Weakening Olmstead would not simply change disability policy. It would narrow the meaning of liberty itself. It would suggest that community life is optional for some people, that segregation can be treated as administrative convenience, and that the freedom to live among one’s neighbors depends on how much support a person needs.
That is not the tradition we should celebrate on Independence Day.
The American story is full of contradictions. The Declaration proclaimed equality while slavery endured. Lincoln’s generation confronted that contradiction at terrible cost. Later generations challenged segregation, disenfranchisement, exclusion, and discrimination in other forms. Disability rights is part of that same unfinished work.
Olmstead says people with disabilities belong in the community. HCBS helps make that belonging real. Together, they carry forward the Declaration’s insistence that government exists to secure liberty and Lincoln’s call to build a more just peace.

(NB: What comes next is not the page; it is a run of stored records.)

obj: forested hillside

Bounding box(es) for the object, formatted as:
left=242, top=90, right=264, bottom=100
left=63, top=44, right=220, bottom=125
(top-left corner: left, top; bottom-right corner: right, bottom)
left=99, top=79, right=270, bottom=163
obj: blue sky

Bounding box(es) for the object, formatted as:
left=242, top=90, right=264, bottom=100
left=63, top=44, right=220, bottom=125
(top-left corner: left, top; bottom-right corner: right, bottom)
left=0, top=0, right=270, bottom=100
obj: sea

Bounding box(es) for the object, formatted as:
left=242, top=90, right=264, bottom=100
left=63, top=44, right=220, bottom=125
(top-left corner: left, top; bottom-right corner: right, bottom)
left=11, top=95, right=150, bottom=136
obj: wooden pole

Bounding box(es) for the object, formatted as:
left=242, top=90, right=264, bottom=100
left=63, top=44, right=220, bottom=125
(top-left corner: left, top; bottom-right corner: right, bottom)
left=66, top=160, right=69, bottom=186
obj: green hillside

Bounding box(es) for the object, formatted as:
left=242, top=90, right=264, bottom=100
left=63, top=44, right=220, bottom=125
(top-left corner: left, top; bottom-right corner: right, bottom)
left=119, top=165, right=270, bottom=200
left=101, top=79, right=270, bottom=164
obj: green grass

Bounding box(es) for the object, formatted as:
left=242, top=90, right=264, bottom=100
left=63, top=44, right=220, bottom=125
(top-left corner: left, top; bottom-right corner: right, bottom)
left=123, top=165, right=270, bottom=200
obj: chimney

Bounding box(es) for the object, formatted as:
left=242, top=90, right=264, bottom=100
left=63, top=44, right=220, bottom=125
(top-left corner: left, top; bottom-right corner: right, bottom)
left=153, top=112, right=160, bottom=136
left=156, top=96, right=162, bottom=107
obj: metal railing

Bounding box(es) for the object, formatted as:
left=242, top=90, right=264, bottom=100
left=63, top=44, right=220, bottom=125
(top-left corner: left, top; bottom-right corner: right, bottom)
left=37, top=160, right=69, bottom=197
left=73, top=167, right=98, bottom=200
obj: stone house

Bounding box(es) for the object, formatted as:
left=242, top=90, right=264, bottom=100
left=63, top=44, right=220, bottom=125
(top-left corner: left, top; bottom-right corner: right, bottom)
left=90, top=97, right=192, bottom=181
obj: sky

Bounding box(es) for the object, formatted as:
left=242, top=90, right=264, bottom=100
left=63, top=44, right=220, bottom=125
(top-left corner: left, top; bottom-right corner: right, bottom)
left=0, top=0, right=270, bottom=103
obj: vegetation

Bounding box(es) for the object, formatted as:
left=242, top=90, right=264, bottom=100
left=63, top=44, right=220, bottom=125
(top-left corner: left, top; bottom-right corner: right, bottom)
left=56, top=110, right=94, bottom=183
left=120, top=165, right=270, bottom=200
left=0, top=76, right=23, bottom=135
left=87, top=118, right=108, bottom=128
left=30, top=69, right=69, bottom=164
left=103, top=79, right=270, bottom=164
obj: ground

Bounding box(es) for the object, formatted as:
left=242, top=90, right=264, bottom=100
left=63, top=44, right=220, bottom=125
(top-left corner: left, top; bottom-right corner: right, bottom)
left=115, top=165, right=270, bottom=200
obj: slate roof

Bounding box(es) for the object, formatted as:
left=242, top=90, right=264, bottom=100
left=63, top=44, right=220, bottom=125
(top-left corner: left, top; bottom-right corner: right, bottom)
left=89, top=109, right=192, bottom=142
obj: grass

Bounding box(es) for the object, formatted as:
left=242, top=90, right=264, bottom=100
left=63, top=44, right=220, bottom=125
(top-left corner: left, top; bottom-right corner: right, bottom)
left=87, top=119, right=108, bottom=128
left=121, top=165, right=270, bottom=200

A country cannot celebrate independence while accepting unnecessary confinement for people who could live freely with support. A nation committed to liberty cannot define freedom only for those who need no assistance. A government of the people cannot exclude disabled people from the places where the people live.
This Independence Day, defending Olmstead and strengthening Home and Community-Based Services should be understood as a patriotic obligation.
Independence means more than separation from a king. It means the right to shape one’s own life. It means the chance to live in relationship with others. It means being recognized as a neighbor, worker, student, voter, family member, and citizen.
To protect HCBS is to protect independence. To defend Olmstead is to defend the American promise. And to insist that people with disabilities belong in the community is to continue the best tradition of the Fourth of July: declaring, again and again, that liberty must belong to everyone.